RIYADH: In the presence of sector leaders, the National Livestock and Fisheries Development Program signed a memorandum of understanding with French company Ceva under the patronage of Minister of Environment, Water and Agriculture Abdulrahman bin Abdulmohsen Al-Fadhli, who also chairs the program’s board.

The agreement aims to localize vaccine manufacturing, transfer technology and technical expertise, and expand the industrial and commercial production of veterinary vaccines across the Kingdom.

According to the MoU, the two parties will work to achieve high efficiency in mass production scale-up and establish a clear path for sustainable commercial operation that meets the needs of the local and national market, as well as strengthen the biosecurity and food security system.

The MoU also includes the development and modernization of messenger RNA vaccine technologies, along with joint research and development of a Middle East Respiratory Syndrome vaccine for camels. This involves designing, evaluating, and developing vaccines specifically tailored to combat the virus.

The agreement also covers the development of a rabies vaccine and related solutions, as well as supporting national efforts to control the disease through vaccine provision, capacity building, and the implementation of integrated prevention strategies.

The collaboration between the program and Ceva aims to meet the needs of the poultry vaccine market in the Kingdom, currently estimated at around SR750 million ($199 million).

The company will work to cover approximately 30 percent of this market with an initial investment of around SR250 million.

With continued government support for poultry projects and increased production in the sector, the market is expected to grow at a rate exceeding 10 percent annually, reaching approximately SR1.25 billion by 2030.

The addition of the world’s leading poultry vaccine manufacturer to Biotech Park highlights the program’s key role in developing new industries within the livestock and fisheries sector.

It also highlights the program’s commitment to building international partnerships with global companies, organizations, research centers, and universities to support advanced biotechnology industries and attract high-quality investments. It also seeks to create new economic sectors based on biotechnology, enhance veterinary health security, and support the sustainable economic development of the livestock sector, as well as empower national and emerging companies and provide advanced research and industrial infrastructure.

This will solidify the Kingdom’s position as a global hub for biotechnology industries and the development of national capabilities.

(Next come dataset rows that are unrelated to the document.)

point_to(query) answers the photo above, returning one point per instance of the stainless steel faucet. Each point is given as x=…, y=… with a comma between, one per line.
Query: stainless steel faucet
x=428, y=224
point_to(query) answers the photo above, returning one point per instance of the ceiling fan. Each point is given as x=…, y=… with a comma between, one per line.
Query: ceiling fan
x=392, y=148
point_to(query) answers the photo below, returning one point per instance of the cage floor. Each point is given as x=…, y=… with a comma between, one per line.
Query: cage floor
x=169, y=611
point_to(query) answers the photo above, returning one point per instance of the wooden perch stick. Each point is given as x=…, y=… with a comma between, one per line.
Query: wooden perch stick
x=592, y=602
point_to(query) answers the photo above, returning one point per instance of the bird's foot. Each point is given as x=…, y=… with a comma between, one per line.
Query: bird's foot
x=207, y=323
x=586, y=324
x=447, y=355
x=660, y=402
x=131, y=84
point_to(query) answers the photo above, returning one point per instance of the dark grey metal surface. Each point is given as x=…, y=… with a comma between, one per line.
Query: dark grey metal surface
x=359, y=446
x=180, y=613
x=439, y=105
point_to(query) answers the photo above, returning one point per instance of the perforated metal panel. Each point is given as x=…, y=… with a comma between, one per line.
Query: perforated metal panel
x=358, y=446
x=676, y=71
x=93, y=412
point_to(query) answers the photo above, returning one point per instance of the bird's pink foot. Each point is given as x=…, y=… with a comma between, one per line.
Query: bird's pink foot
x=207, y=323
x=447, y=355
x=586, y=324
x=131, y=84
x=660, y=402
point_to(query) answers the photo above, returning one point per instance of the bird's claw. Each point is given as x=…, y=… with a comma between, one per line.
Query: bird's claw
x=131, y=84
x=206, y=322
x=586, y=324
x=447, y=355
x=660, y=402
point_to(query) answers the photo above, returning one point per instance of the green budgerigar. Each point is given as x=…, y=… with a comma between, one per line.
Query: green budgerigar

Ceva is the first international partner to join Biotech Park, the future veterinary biotechnology city launched by the program in Dhurma Governorate. The city is the world’s first specialized and fully integrated hub for veterinary biotechnology, serving as a benchmark for sector development and a platform supporting markets across the Kingdom, the Gulf, the Middle East, Africa and beyond.

The signing of Ceva is a significant step, given its position as the world’s leading manufacturer of poultry vaccines and medicines, and one of the most prominent international companies in the field of biotechnology.

The MoU aims to localize the veterinary vaccine industry, ensuring its compatibility with the strains of poultry diseases prevalent in Saudi Arabia. This includes the transfer of technology and technical expertise from Ceva, along with the implementation of specialized training programs to guarantee that manufacturing facilities comply with international Good Manufacturing Practice standards.